IL DILEMMA IRLANDESE

Dopo il comunicato della Commissione Europea, che ha stabilito che Apple dovrà pagare 13 miliardi di euro (più interessi) di tasse arretrate a Dublino, il clima politico in Irlanda si è fatto teso. Il consiglio dei Ministri di mercoledì 31 agosto che doveva approvare il ricorso contro la decisione della Commissione è stato rinviato a venerdì 2 settembre e davanti alla sede del partito di maggioranza Fine Gael sono state lasciate mele in segno di protesta. Dopo tre giorni di fitti colloqui la maggioranza ha raggiunto un accordo ed è stata approvata la decisione di fare ricorso contro la Commissione Ue. La mozione è stata sostenuta soprattutto dai ministri con più peso all’interno dell’esecutivo del premier Enda Kenny, che sono riusciti a superare le resistenze dei ministri indipendenti. La prossima settimana la palla passerà al parlamento irlandese, che si riunirà mercoledì per discutere il caso e approvare la mozione. E il dibattito resta acceso.
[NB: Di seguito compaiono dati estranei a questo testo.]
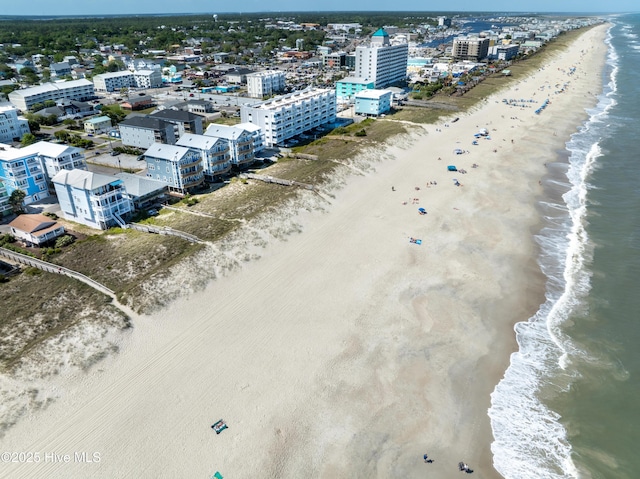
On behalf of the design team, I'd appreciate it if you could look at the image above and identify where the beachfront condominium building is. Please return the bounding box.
[0,104,30,143]
[28,141,87,182]
[118,116,177,149]
[143,143,204,193]
[0,140,86,201]
[354,89,392,117]
[335,77,375,102]
[452,36,490,61]
[176,133,231,181]
[203,124,256,169]
[0,180,12,216]
[355,28,408,88]
[240,88,336,147]
[52,169,133,230]
[8,79,95,112]
[247,71,286,99]
[93,70,162,92]
[0,143,49,205]
[236,122,265,153]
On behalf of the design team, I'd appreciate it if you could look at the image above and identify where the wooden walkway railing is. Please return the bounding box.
[127,223,201,243]
[0,247,114,296]
[240,173,315,191]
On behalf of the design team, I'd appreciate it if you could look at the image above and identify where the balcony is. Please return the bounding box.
[181,172,204,189]
[179,156,201,168]
[180,163,203,176]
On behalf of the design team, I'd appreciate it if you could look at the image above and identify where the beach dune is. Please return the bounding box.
[1,25,608,479]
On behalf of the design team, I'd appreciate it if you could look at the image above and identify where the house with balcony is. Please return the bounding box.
[28,141,87,183]
[236,122,265,153]
[50,62,72,78]
[0,143,49,205]
[203,124,255,169]
[143,143,204,194]
[52,169,133,230]
[176,133,231,181]
[240,87,336,147]
[8,213,65,246]
[84,116,112,135]
[118,116,176,149]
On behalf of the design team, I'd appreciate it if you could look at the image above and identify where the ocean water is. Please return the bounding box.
[489,14,640,479]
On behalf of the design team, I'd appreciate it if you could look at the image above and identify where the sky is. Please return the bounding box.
[1,0,638,16]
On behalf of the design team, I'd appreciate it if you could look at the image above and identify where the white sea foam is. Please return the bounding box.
[488,23,619,479]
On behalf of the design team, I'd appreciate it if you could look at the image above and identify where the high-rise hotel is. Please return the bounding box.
[355,28,408,89]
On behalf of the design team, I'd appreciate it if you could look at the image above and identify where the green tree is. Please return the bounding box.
[54,130,71,142]
[8,190,26,214]
[20,67,39,85]
[21,133,38,146]
[27,118,41,132]
[100,104,128,125]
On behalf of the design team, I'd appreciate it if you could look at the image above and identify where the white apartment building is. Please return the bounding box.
[355,28,408,88]
[8,79,95,112]
[93,71,134,92]
[0,104,30,143]
[93,70,162,92]
[240,88,336,147]
[246,71,286,99]
[133,69,162,89]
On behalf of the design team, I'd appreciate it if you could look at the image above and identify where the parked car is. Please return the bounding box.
[111,151,120,156]
[147,209,159,216]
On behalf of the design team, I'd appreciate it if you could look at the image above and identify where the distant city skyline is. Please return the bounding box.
[1,0,637,16]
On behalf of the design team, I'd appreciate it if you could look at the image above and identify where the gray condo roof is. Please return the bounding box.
[119,116,169,130]
[115,172,167,197]
[150,109,200,122]
[176,133,224,150]
[204,124,249,141]
[51,168,122,190]
[144,142,192,161]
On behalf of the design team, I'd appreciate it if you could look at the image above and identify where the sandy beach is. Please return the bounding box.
[0,25,608,479]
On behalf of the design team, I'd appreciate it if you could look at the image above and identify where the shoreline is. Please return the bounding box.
[0,25,610,478]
D’altronde 13 miliardi di euro rappresentano circa il 5% del pil irlandese. Un importo che abbatterebbe drasticamente il rapporto debito/pil dell’Eire se usato in tal senso, ma che potrebbe anche essere impiegato per nuovi investimenti o interventi per lanciare nuove politiche di sviluppo per il Paese. Non stupisce quindi che una nota di S&P, che ha confermato il rating A+ all’Irlanda, ricorda che «se il governo non accetta i 13 miliardi di euro, la sua posizione nei confronti dell’opinione pubblica si potrebbe indebolire». Non solo; in vista della lunga trattativa che porterà alla Brexit, ossia all’uscita della Gran Bretagna dall’Unione Europea, l’Irlanda ha bisogno di alleati per giocare al meglio la partita. E un braccio di ferro con la Commissione Europea non va evidentemente in questa direzione.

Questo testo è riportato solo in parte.